Ask for your plan's 401(k) fee disclosure document. That outlines all of the fees your would be subject to as a participant in the plan.
Nick, I agree with Jonathan in that most 401(k) fees are not out of line, although some in the past were not fully transparent. Of course there is always the opportunity for abuse, so there is now 408(b)2, the new financial disclosure document that you can get from HR or your plan administrator. It is intended to show all fees.
As a financial advisor, here is how I look at the expenses. There are asset-based charges and there are billable expenses.
An asset-based charge could be the internal expense of a fund or ETF. Internal expenses include the cost of running the fund; research, rent, salaries for fund employees, and possible commissions or 12b1 fees. There are often several classes of the same fund, and every class would have a different internal expense. As an example, a plan with an average account balance of $3000 and $1,000,000 of assets might only be offered an R1 share, where another company with an average account balance of $30,000 and $35,000,000 in assets might be offered a hypothetical R6 share with a much lower internal expense ratio. That doesn’t make the first company’s plan bad; they could have the best plan they can get.
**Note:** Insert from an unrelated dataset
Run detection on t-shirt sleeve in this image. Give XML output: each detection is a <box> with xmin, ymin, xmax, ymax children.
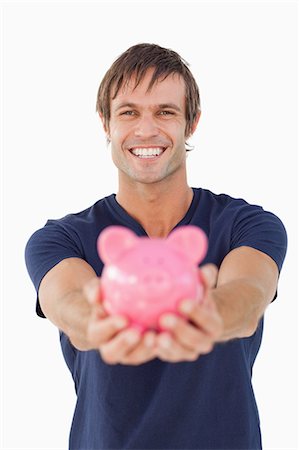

Expense ratios can vary widely. An index or passively managed fund will have a much lower expense ratio than an actively managed fund. There are those that swear that one or the other is the only way to invest. Many plans offer both types of choices, so you can make your own decision. Some plans, particularly smaller ones, will have an additional asset-based charge. This can be tricky, because some providers will add an asset-based charge, while others can just provide a share class with a higher expense ratio. If you are a smaller plan, it will cost one way or the other.
Billable expenses are specific dollar amounts that will show as a line item, typically per-participant charges and third party administrator fees. Per participant charges are typically minimal, and might show up annually on employees statement. The third party administrator charge is typically borne by the employer. But they can pass it on to employees. If you have several thousand employees, it would be spread pretty thin; if there are only 30 employees, it might sting a little.
I have found that you can move expenses from one column to another, but when you add everything, most good, comparable and competitive plans will be surprisingly close in total expenses.